По мере того как приближался день первой встречи с Зайдлем, Бен составил себе систему мнемоники и акронимов, которая позволила бы ему охватить всю пятнадцатилетнюю работу сети. Просиживая день и ночь в своей комнате, он составил целую картотеку, сделал чертежи коммуникаций и выдумал способы запоминания псевдонимов, кличек, домашних адресов и мест работы агентов, субагентов, связных и сотрудников. Потом он перенес свои сведения на простые открытки, используя только одну сторону. На другой стороне он в одну строчку написал название: “почтовые ящики”, “заработные платы”, “конспиративные квартиры”. Каждый вечер, прежде чем возвратиться к себе на квартиру или растянуться на койке в медпункте Станции, он играл сам с собой, проверяя память, положив сначала открытки на стол лицевой стороной вниз, а затем сравнивая то, что он помнит, с написанным на обороте.

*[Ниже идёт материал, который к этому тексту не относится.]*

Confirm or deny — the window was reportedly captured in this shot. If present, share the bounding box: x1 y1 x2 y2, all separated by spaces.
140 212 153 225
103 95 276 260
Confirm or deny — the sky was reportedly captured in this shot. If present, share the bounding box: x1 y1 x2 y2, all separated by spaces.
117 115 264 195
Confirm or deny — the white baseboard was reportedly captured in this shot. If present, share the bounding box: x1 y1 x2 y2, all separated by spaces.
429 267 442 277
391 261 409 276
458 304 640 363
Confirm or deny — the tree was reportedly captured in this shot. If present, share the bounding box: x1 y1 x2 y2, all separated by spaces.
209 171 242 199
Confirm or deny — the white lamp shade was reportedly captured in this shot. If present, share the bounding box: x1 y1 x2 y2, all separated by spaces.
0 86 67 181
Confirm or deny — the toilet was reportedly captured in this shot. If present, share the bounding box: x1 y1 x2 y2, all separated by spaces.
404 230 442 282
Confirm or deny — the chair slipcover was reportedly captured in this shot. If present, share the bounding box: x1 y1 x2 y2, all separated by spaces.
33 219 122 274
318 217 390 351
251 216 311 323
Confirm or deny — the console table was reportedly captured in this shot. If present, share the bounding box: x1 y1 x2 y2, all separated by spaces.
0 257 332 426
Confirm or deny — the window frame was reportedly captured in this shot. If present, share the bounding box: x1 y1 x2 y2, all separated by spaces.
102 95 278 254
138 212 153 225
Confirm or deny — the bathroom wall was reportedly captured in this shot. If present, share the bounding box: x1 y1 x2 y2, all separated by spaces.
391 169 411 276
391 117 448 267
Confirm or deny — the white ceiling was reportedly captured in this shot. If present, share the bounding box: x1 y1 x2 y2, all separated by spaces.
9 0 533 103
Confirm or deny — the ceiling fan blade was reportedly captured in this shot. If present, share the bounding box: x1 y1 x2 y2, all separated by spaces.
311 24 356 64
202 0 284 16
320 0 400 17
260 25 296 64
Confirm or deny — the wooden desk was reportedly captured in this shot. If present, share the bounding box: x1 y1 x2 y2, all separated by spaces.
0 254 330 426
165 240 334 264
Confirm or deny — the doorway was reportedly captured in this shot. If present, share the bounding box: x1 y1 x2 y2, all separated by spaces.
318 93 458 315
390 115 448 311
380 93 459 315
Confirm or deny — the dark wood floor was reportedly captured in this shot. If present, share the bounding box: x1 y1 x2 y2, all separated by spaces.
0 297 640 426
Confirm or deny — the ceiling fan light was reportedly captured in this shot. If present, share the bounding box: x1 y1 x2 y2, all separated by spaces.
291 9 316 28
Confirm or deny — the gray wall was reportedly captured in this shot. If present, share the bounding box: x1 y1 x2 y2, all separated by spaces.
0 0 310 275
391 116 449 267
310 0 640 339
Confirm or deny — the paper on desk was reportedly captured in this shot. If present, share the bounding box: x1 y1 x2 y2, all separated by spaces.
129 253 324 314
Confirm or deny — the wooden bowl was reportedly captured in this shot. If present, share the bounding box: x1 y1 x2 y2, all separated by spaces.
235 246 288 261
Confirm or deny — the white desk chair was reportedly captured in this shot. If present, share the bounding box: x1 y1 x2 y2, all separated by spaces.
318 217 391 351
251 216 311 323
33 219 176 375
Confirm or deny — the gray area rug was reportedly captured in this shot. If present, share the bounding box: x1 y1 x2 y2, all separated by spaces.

– Я мало спал, но это со мной бывало и раньше, – сказал он. – Главный день приближался, и я совсем перестал спать. Всю ночь я проводил в зубрежке, а потом ложился в кровать, уставившись в потолок. Вставая, я не мог ничего вспомнить. Этакий паралич. Я шел к себе в комнату, садился за стол, подперев голову руками, и начинал задавать себе вопросы. “Если агент Маргарет-тире-два думает, что попал под наблюдение, каким образом и с кем он должен вступить в контакт и что потом должно сделать лицо, с которым вступили в контакт?” В ответ – полная пустота. Вошел Хэггарти и спросил, как я себя чувствую, я ответил: “Прекрасно”. Надо отдать ему должное, он на самом деле желал мне добра. Я думал, что он запулит мне парочку каверзных вопросов, и собирался было уже послать его к черту. Но он только сказал: “Komm gut Heim”– и похлопал меня по плечу. Я положил открытки в карман. Не спрашивай почему. Я боялся провала. Поэтому мы все и делаем, не так ли? Я боялся провала и ненавидел Хэггарти, а Хэггарти устроил мне пытку. Я мог найти сотни две других причин, чтобы взять открытки, но ни одна из них мне особо не помогла. Возможно, это был мой способ совершить самоубийство. Мне почти что понравилась эта идея. Я их взял и отправился через границу. Мы поехали в лимузине со специально открытым верхом. Я сел сзади, а мой двойник был спрятан под сиденьем. Фрицам, конечно, не разрешалось нас досматривать. И все равно поменяться местами с двойником на крутом повороте – чертовски малоприятная игра. Пришлось почти что выкатиться из машины. Зайдль снабдил меня велосипедом. Он верит в велосипеды. Когда он был в Англии военнопленным, охранники давали ему покататься.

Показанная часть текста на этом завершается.